Encompassing painting and sculpture, Heidi Melamed’s practice reveals a fascination with form, especially colour, and the optical properties of light. Ever alert to new materials and methods with which to explore the affective potential of her formalist approach, the Sydney-based artist tempers her experimental flair with a perfectionist’s attention to detail and a highly-resolved aesthetic grounded in geometric abstraction.

 

For her second solo exhibition at Gallery Sally Dan-Cuthbert, Melamed has transformed industrial offcuts into sleek sculptural structures, used pencil shavings to create fields of colour that straddle painting and collage, and constructed tonal relief panels that exploit the reflective qualities of glitter and interference paint to meditative effect.

 

Investigating the aesthetic potential of discarded or otherwise overlooked materials, Remnants achieves a kind of artistic alchemy. Focusing on colour and light, Heidi Melamed invites us to consider the concept of everyday transfiguration – those unbidden moments when we apprehend beauty hiding in plain sight. In so doing, she fine-tunes our capacity to transcend the apparent and glimpse the ideal.

Written by Tony Magnusson

Graphite shavings on plywood
Graphite shavings, glue on plywood
Pencil sharpenings, graphite shavings, glue on plywood
Pencil sharpenings, glue on plywood
Pencil sharpenings, graphite shavings, glue on plywood

V E R T E X

 

In the Vertex series, the artist literally deconstructs a rainbow of pencils to make paintings, using both the colour-edged wooden shavings and the granular sharpenings of pencil pigment. While painstaking, this innovative, process-based approach produces visually spectacular results. The six works in this series are on circular, elliptical and pointed-elliptical supports.

 

Each shaving has been meticulously affixed to the support to build up patterns that recall bird plumage. The sharpenings have been applied in a freer but no less time-consuming manner to create lyrically abstract ‘colour maps’ of pure and blended pigments, reminiscent in parts of hundreds and thousands.

 

The delicate shavings of wood add their own champagne-coloured tints to the visual mix, while the tiny bands of colour around each (taken from the identifying colour on the outside of each pencil) are variously shaped like fans, squiggles and zigzags.

M O n u M E N T

 

Each of Melamed’s wall-based MOnuMENT structures comprises four tracery-board offcuts sourced from a perspex fabrication factory and assembled so as to delineate a rectangular portal of negative space at the centre.

 

Edged in rose-gold mirrored glass, MOnuMENT White is painted white, silver, copper and brown, with an illusionistic ellipse of light framing the ‘doorway’. MOnuMENT Black is mostly that, with the addition of brown and a slanting ellipse in silver. The structure is edged in smoky-black mirrored glass.

 

Carefully selecting the ‘found’ tracery patterns, Melamed unifies the disparate surfaces through spatial arrangement and the application of paint – in particular, by employing a spotlight effect that appears to bathe each object in focused illumination.

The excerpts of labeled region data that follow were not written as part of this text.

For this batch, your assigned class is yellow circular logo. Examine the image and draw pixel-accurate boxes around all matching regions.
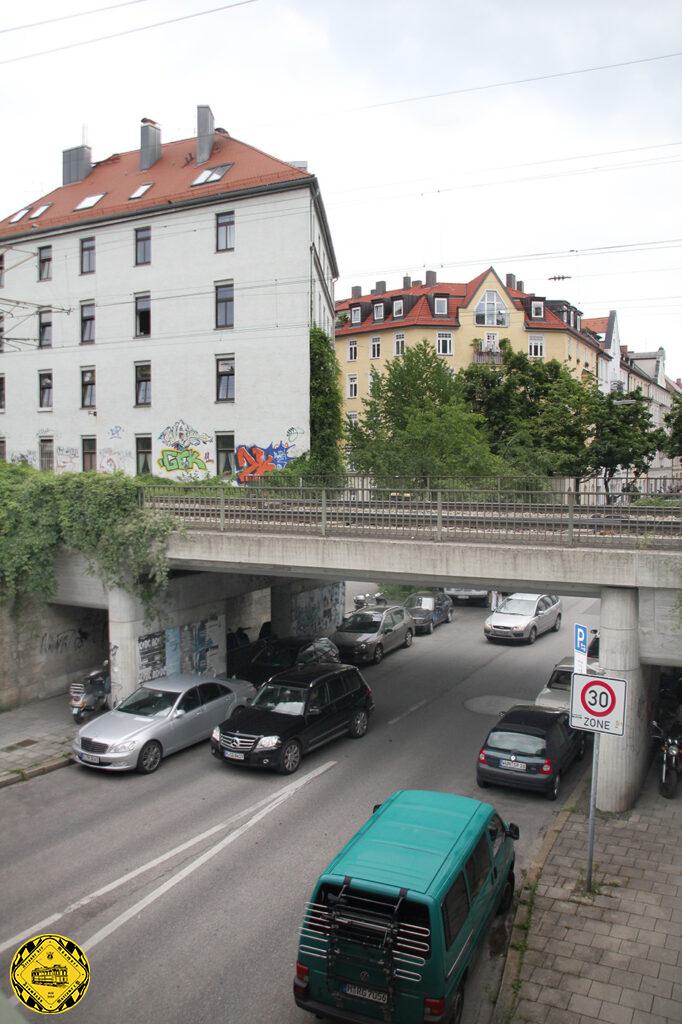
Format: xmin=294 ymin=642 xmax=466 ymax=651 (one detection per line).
xmin=9 ymin=935 xmax=90 ymax=1014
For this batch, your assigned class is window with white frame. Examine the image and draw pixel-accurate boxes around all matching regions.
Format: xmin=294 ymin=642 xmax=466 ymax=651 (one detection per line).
xmin=528 ymin=334 xmax=545 ymax=358
xmin=476 ymin=289 xmax=509 ymax=327
xmin=436 ymin=331 xmax=453 ymax=355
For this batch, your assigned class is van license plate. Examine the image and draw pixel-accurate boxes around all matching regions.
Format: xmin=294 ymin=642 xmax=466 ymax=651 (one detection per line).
xmin=341 ymin=981 xmax=388 ymax=1006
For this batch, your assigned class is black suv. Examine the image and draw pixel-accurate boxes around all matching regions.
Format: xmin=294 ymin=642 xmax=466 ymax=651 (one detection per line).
xmin=211 ymin=665 xmax=374 ymax=775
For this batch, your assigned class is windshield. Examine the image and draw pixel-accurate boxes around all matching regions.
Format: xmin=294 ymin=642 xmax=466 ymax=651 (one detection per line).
xmin=116 ymin=686 xmax=178 ymax=718
xmin=339 ymin=611 xmax=382 ymax=633
xmin=498 ymin=597 xmax=536 ymax=615
xmin=251 ymin=683 xmax=306 ymax=715
xmin=485 ymin=729 xmax=546 ymax=758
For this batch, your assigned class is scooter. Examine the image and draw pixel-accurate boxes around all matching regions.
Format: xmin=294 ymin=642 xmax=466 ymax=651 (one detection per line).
xmin=69 ymin=662 xmax=112 ymax=722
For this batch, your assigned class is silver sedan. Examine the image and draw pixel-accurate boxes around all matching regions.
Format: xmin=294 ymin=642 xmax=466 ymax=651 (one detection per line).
xmin=73 ymin=675 xmax=256 ymax=775
xmin=483 ymin=594 xmax=561 ymax=643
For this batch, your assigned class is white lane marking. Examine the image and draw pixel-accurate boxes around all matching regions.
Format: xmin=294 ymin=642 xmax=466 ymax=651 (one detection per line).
xmin=388 ymin=699 xmax=426 ymax=725
xmin=81 ymin=761 xmax=336 ymax=951
xmin=0 ymin=761 xmax=336 ymax=953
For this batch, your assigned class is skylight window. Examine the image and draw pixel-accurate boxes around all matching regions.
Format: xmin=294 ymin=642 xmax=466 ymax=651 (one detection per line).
xmin=74 ymin=193 xmax=106 ymax=210
xmin=191 ymin=164 xmax=232 ymax=185
xmin=128 ymin=181 xmax=154 ymax=199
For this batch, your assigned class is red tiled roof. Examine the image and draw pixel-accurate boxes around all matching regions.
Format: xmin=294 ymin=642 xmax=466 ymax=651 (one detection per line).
xmin=0 ymin=132 xmax=312 ymax=238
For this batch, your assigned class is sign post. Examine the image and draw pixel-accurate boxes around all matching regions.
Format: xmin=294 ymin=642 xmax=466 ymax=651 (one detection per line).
xmin=570 ymin=671 xmax=628 ymax=892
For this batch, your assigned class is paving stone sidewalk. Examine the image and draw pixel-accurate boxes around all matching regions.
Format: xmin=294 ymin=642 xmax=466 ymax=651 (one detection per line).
xmin=496 ymin=765 xmax=682 ymax=1024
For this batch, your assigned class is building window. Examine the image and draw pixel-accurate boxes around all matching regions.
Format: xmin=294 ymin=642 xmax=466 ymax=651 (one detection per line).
xmin=38 ymin=437 xmax=54 ymax=472
xmin=215 ymin=355 xmax=235 ymax=401
xmin=135 ymin=227 xmax=152 ymax=266
xmin=81 ymin=239 xmax=94 ymax=273
xmin=82 ymin=437 xmax=97 ymax=473
xmin=135 ymin=362 xmax=152 ymax=406
xmin=215 ymin=434 xmax=237 ymax=476
xmin=135 ymin=292 xmax=152 ymax=338
xmin=38 ymin=246 xmax=52 ymax=281
xmin=38 ymin=309 xmax=52 ymax=348
xmin=528 ymin=334 xmax=545 ymax=358
xmin=38 ymin=370 xmax=52 ymax=409
xmin=81 ymin=302 xmax=94 ymax=345
xmin=215 ymin=281 xmax=235 ymax=328
xmin=135 ymin=434 xmax=152 ymax=476
xmin=476 ymin=291 xmax=509 ymax=327
xmin=215 ymin=210 xmax=235 ymax=253
xmin=436 ymin=331 xmax=453 ymax=355
xmin=81 ymin=367 xmax=97 ymax=409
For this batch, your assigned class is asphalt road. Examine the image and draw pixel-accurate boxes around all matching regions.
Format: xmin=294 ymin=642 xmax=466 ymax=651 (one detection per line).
xmin=0 ymin=598 xmax=598 ymax=1024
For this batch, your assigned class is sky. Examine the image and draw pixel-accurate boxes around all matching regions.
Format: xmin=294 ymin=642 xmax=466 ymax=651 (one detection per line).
xmin=0 ymin=0 xmax=682 ymax=378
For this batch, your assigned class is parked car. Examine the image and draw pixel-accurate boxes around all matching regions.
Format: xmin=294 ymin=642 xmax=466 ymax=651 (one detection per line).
xmin=476 ymin=705 xmax=585 ymax=800
xmin=73 ymin=675 xmax=256 ymax=775
xmin=294 ymin=790 xmax=519 ymax=1024
xmin=211 ymin=665 xmax=374 ymax=775
xmin=240 ymin=637 xmax=341 ymax=686
xmin=404 ymin=590 xmax=454 ymax=633
xmin=332 ymin=604 xmax=416 ymax=665
xmin=483 ymin=594 xmax=561 ymax=643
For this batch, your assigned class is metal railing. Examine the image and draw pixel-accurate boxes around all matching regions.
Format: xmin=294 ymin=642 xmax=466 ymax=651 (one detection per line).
xmin=142 ymin=484 xmax=682 ymax=549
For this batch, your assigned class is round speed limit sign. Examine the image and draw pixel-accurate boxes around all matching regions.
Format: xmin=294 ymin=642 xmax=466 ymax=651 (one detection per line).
xmin=570 ymin=672 xmax=627 ymax=736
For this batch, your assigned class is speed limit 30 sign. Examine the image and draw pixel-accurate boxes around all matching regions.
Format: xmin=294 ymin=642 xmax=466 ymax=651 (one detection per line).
xmin=570 ymin=672 xmax=627 ymax=736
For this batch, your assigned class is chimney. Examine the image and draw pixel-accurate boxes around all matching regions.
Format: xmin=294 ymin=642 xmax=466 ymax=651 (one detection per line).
xmin=197 ymin=106 xmax=215 ymax=166
xmin=61 ymin=145 xmax=92 ymax=185
xmin=139 ymin=118 xmax=161 ymax=171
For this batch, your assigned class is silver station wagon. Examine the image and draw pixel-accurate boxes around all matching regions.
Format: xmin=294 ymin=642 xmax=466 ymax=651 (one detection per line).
xmin=73 ymin=675 xmax=256 ymax=775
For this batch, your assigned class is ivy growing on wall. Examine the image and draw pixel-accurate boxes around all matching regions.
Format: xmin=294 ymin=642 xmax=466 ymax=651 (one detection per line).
xmin=0 ymin=464 xmax=177 ymax=613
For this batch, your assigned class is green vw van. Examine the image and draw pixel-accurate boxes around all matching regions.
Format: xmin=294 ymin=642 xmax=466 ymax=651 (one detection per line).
xmin=294 ymin=790 xmax=518 ymax=1024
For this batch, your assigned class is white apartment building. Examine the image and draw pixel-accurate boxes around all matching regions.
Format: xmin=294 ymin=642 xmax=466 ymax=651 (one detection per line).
xmin=0 ymin=106 xmax=338 ymax=480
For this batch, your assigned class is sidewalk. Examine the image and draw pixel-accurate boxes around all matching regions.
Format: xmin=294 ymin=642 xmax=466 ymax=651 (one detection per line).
xmin=495 ymin=764 xmax=682 ymax=1024
xmin=0 ymin=693 xmax=78 ymax=788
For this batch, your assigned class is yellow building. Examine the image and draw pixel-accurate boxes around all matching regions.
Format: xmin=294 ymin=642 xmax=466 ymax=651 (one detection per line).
xmin=336 ymin=267 xmax=605 ymax=419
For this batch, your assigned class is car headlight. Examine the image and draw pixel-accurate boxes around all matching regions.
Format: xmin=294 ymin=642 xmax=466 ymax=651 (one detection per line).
xmin=254 ymin=736 xmax=282 ymax=751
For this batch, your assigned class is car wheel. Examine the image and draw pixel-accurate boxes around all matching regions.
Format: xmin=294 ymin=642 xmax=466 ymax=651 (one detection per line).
xmin=137 ymin=739 xmax=163 ymax=775
xmin=348 ymin=709 xmax=370 ymax=739
xmin=278 ymin=739 xmax=301 ymax=775
xmin=545 ymin=772 xmax=561 ymax=800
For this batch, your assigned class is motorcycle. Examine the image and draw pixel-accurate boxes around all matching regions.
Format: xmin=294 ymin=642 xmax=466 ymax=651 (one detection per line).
xmin=69 ymin=662 xmax=112 ymax=722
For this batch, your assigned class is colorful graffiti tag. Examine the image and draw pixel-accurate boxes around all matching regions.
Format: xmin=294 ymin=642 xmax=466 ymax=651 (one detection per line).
xmin=237 ymin=441 xmax=294 ymax=483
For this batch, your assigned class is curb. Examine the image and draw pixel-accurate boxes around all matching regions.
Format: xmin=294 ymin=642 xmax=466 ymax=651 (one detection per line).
xmin=0 ymin=756 xmax=73 ymax=790
xmin=491 ymin=763 xmax=592 ymax=1024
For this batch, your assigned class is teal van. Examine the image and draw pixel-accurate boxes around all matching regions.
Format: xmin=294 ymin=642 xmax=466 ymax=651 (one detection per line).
xmin=294 ymin=790 xmax=518 ymax=1024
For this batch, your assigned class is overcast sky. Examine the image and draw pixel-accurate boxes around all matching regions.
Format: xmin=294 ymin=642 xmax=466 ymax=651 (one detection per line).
xmin=0 ymin=0 xmax=682 ymax=377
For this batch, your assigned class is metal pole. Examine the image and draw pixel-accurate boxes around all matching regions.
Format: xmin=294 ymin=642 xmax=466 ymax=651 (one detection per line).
xmin=585 ymin=732 xmax=601 ymax=893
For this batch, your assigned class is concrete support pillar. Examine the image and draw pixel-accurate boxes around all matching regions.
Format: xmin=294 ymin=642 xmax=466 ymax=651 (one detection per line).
xmin=109 ymin=588 xmax=144 ymax=706
xmin=597 ymin=587 xmax=651 ymax=811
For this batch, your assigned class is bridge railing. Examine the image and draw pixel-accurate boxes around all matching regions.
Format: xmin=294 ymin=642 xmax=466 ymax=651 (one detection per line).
xmin=142 ymin=483 xmax=682 ymax=548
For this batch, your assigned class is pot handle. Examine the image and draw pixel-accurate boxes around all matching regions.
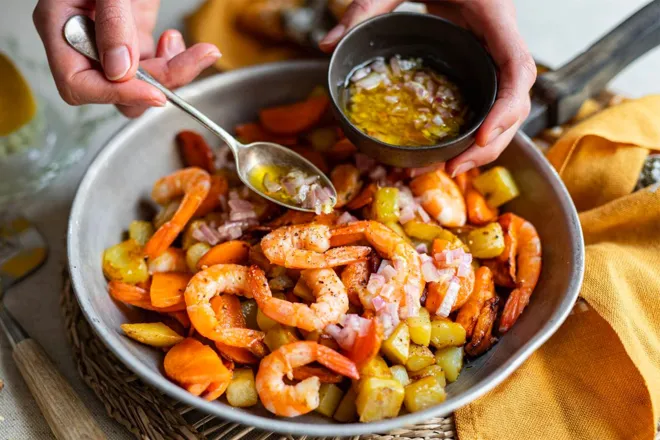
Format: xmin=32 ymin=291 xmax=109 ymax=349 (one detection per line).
xmin=534 ymin=0 xmax=660 ymax=127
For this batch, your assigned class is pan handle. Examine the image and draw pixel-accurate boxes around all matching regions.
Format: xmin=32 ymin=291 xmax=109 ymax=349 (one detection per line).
xmin=534 ymin=0 xmax=660 ymax=127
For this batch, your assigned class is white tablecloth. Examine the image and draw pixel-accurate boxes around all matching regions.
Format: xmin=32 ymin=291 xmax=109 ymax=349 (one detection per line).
xmin=0 ymin=0 xmax=660 ymax=440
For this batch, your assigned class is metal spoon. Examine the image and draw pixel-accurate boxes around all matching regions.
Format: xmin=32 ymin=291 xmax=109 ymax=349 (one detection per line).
xmin=64 ymin=15 xmax=337 ymax=212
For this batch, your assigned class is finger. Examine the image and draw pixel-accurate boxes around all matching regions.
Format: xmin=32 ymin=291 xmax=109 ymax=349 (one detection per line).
xmin=117 ymin=43 xmax=220 ymax=118
xmin=319 ymin=0 xmax=403 ymax=52
xmin=446 ymin=121 xmax=522 ymax=177
xmin=156 ymin=29 xmax=186 ymax=61
xmin=95 ymin=0 xmax=140 ymax=81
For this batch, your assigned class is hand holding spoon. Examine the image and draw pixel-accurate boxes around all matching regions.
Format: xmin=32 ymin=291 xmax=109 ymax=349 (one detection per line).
xmin=64 ymin=15 xmax=337 ymax=212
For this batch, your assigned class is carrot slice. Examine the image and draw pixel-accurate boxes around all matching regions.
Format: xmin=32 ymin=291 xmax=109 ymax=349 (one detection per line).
xmin=195 ymin=174 xmax=229 ymax=217
xmin=235 ymin=122 xmax=298 ymax=146
xmin=259 ymin=95 xmax=330 ymax=135
xmin=346 ymin=319 xmax=383 ymax=369
xmin=176 ymin=130 xmax=215 ymax=173
xmin=197 ymin=240 xmax=250 ymax=269
xmin=108 ymin=281 xmax=186 ymax=313
xmin=164 ymin=338 xmax=232 ymax=384
xmin=149 ymin=272 xmax=192 ymax=308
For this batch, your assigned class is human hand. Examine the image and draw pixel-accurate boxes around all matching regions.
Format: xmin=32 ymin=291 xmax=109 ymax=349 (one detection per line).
xmin=32 ymin=0 xmax=220 ymax=117
xmin=320 ymin=0 xmax=536 ymax=175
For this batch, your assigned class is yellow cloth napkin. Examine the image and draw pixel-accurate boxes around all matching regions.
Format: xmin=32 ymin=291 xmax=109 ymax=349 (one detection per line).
xmin=455 ymin=96 xmax=660 ymax=440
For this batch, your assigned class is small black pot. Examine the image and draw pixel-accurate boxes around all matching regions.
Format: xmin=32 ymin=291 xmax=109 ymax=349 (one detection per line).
xmin=328 ymin=12 xmax=497 ymax=167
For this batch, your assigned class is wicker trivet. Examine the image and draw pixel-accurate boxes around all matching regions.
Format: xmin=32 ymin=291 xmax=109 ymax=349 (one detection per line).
xmin=60 ymin=270 xmax=456 ymax=440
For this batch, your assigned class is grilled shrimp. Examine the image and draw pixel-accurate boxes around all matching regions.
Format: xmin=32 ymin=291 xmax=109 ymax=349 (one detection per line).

C o n g r u e n t  G R I D

 

Completing the exhibition is Congruent Grid, a suite of eight paintings on board in a formation of two rows of four. The suite features a repeating pattern formed by intersecting parabolic curves, and the pointed ellipse in the middle of each painting echoes the contours of several Vertex works.

 

Austere and meditative, Congruent Grid is a subtle elaboration of mineral tones – cream, beige, salt-pink, copper – set against darker shades of steel-blue, grey and black. Several of the paintings are enlivened by sections in relief, which interrupt the picture plane, turning the image into an object. Employed sparingly, glitter and interference paint serve to reflect and transmit the play of light across the lustrous surfaces.